The old website only persists because a few remaining functions have not been transitioned yet. It's rubbish, but it's actively being replaced. Criticising it is pointless.

It's interesting that you refer to alpha.gov.uk. The gov.uk site left the alpha stage and officially launched in October 2012, and as much as government IT projects are usually a disaster, you can't deny gov.uk is a major step in the right direction.

1 comments

Have you got any evidence that it's actively being replaced?

All the most popular links on gov.uk take me to a very nice landing page with an overview, but if I actually want to do something they all link out to the existing web apps. Some of which I've used and are not terrible, but not likely to win many design awards either.

It's great that the UK government is no longer consistently failing at the simple task of putting information online, but anything past the 20th century web still seems beyond them. Hopefully it's the next step, I don't really envy the people that need to make that cultural change happen. I do however feel it's more likely to happen sooner if we don't pretend that it'll just happen magically by itself.

Well, the GDS team are pretty open and transparent. Why not go take a look a their blog where they go into quite a lot of detail about their plans?
I did look actually, the stuff I found all had a strong "content" focus. Which is the obvious place to start but as they say themselves, reflecting on getting every ministerial dept on board and their first six months: "it’s barely the end of the beginning".

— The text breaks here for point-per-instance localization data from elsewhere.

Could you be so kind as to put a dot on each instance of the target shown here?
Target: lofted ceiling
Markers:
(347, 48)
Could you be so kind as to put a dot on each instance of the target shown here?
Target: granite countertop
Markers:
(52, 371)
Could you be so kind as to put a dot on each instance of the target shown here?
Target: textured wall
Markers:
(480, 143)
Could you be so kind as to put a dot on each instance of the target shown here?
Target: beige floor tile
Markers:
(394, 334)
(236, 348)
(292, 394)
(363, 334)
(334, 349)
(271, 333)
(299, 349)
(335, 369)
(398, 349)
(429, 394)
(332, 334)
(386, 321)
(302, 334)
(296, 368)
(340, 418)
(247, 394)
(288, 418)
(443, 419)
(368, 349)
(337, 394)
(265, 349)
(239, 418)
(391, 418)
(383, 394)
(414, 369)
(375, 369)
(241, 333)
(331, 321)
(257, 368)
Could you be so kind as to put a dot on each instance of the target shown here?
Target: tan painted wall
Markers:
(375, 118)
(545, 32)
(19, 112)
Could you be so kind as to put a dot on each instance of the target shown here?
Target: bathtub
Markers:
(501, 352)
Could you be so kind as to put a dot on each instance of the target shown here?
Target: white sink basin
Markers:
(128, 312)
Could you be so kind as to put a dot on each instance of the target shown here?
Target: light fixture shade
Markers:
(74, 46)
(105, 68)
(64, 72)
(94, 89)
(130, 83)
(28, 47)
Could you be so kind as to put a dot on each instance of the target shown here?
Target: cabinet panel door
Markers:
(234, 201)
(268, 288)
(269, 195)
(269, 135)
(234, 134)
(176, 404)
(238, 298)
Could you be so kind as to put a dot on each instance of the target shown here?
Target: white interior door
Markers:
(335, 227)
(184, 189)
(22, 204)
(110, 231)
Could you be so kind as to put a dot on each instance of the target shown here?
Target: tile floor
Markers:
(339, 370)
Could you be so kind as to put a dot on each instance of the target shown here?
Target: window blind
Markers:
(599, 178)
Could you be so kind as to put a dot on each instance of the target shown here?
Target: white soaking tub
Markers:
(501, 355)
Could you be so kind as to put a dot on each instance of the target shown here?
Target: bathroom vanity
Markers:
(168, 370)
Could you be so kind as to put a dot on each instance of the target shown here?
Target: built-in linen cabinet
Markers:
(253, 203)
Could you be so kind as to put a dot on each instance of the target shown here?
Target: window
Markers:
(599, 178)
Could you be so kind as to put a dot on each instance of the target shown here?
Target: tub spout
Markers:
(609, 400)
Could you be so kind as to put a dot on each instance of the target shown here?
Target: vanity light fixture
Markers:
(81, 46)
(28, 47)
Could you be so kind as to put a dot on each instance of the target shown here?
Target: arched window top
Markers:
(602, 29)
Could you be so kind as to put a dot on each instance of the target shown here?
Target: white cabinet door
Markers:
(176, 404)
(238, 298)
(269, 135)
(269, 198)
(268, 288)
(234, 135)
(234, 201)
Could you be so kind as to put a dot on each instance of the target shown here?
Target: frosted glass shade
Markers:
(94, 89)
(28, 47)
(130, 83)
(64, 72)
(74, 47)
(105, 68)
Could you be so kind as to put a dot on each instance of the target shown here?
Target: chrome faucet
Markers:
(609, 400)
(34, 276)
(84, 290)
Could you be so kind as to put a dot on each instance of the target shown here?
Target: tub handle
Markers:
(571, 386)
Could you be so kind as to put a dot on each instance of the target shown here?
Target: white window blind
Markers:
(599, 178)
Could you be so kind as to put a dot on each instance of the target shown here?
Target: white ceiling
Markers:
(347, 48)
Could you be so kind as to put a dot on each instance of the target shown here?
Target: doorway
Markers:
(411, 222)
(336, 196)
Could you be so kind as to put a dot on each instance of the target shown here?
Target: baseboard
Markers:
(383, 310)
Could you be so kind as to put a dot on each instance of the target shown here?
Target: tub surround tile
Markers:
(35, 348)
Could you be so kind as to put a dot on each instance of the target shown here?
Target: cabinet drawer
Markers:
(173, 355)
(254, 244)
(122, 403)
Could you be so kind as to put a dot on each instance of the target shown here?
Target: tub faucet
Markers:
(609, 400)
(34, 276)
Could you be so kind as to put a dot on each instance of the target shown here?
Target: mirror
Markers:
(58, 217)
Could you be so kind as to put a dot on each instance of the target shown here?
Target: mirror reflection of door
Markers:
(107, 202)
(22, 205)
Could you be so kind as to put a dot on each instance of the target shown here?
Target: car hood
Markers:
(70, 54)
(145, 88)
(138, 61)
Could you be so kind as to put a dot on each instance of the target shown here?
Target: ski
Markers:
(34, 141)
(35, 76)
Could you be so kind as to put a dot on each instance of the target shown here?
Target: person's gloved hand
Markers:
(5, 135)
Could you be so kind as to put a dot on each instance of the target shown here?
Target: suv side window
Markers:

I did spot a mock-up of a form for reporting lost Passports, which when I googled for it was a nice 3 question form which after processing your answers used that information to give you a link to the correct PDF form to fill in and post (ok, to be fair it gave some helpful extra contextual info like the relevant countries embassy info, but to be unfair if you ask it about an Adult passport, then want to know about a child passport--because I'd imagine losing your whole families passports at once is relatively common--it forces you to answer the remaining 3/4 questions again).

So, some little steps in the right direction as far as web apps for interacting with government are concerned.